The move signals that Fitzpatrick, who faces a contested primary against two Democratic challengers, is picking up the overwhelming support of the party establishment — and enters the September primary as the heavy favorite to win the nomination.
“Ann’s experience in city, county and state government and her commitment to promoting economic development, while protecting Arizona’s environment, will make her an effective voice for clean government and change,” said DCCC chairman Chris Van Hollen said in a statement.
The DCCC endorsement comes one week after Arizona Gov. Janet Napolitano (D) also gave Kirkpatrick her backing.

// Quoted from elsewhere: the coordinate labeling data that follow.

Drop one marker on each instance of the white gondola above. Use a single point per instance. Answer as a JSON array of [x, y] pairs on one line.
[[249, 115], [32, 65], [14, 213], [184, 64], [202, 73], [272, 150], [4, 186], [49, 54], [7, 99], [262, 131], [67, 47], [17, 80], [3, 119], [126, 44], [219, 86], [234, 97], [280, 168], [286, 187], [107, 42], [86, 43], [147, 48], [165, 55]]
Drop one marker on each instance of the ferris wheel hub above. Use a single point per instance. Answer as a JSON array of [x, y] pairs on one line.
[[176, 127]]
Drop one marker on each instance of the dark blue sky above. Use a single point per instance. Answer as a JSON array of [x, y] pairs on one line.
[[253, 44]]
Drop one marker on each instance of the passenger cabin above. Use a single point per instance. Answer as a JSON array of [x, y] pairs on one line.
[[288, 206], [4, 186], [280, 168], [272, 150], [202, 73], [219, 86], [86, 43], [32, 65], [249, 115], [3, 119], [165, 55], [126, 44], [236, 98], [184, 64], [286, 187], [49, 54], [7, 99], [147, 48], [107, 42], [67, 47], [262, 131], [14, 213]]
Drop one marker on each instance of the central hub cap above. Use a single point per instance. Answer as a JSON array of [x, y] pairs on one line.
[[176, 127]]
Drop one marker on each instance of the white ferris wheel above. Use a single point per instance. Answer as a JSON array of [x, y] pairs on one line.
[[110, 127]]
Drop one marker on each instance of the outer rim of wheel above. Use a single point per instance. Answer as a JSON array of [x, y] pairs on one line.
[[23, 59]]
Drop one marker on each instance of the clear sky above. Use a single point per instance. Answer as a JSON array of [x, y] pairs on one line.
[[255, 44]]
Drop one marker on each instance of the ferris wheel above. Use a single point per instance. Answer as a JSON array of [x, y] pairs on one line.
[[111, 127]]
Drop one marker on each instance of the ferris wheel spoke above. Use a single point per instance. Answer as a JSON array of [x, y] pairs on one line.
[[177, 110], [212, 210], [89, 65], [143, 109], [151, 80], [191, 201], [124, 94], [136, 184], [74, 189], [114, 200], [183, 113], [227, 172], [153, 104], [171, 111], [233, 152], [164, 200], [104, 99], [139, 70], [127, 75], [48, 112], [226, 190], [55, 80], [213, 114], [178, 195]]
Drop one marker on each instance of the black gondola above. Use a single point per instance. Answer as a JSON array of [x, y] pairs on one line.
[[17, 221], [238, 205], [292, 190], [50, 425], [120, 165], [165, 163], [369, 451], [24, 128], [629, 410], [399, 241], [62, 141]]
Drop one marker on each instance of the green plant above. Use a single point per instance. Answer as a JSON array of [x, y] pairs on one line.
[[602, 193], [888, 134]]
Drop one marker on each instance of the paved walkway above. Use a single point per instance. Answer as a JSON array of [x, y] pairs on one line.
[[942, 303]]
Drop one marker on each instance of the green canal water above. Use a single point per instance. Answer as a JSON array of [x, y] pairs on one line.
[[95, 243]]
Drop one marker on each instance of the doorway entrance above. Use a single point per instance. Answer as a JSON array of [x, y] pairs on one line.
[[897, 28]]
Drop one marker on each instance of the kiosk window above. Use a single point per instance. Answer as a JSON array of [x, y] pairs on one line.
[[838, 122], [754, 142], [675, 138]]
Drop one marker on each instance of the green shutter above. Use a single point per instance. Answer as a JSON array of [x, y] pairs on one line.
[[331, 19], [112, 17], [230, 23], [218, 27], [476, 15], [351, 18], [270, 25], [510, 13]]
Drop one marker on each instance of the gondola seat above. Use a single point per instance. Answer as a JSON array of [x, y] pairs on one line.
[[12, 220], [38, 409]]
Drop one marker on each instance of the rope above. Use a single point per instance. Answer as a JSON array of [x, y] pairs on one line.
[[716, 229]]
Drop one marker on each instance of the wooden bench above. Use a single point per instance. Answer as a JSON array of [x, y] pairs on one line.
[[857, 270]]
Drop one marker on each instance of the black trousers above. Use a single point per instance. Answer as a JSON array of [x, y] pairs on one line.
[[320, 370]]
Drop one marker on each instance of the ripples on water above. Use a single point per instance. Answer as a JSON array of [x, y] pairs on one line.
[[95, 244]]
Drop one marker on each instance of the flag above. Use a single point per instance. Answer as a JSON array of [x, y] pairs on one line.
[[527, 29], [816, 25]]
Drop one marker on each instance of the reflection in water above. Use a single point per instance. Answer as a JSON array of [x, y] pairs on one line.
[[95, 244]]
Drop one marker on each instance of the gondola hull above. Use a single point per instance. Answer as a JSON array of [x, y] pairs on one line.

Renzi’s expansive eastern Arizona seat is one of the Democrats’ top pickup opportunities, particularly in light of the incumbent’s ethical problems and Republican recruiting difficulties in the district. The Republicans’ leading recruit, state Rep. Bill Konopnicki, abruptly dropped out of the race earlier in the year, and several other prospective candidates have opted not to run.
Conservative activist Sydney Hay now looks like the party’s likely nominee, but many Republican operatives are concerned about her fundraising ability and electability in a general election, given her outspoken conservative viewpoints.
The district, which extends from the sparsely populated Navajo nation down to the fast-growing Phoenix suburbs of Pinal County, is one of the largest in the country. It has favored Republicans at the national level, voting for President Bush with 54 percent of the vote in 2004.
But Democrats have a 32,000 voter registration advantage due to the presence of many conservative-minded voters who vote Democratic locally but prefer Republicans at the national level.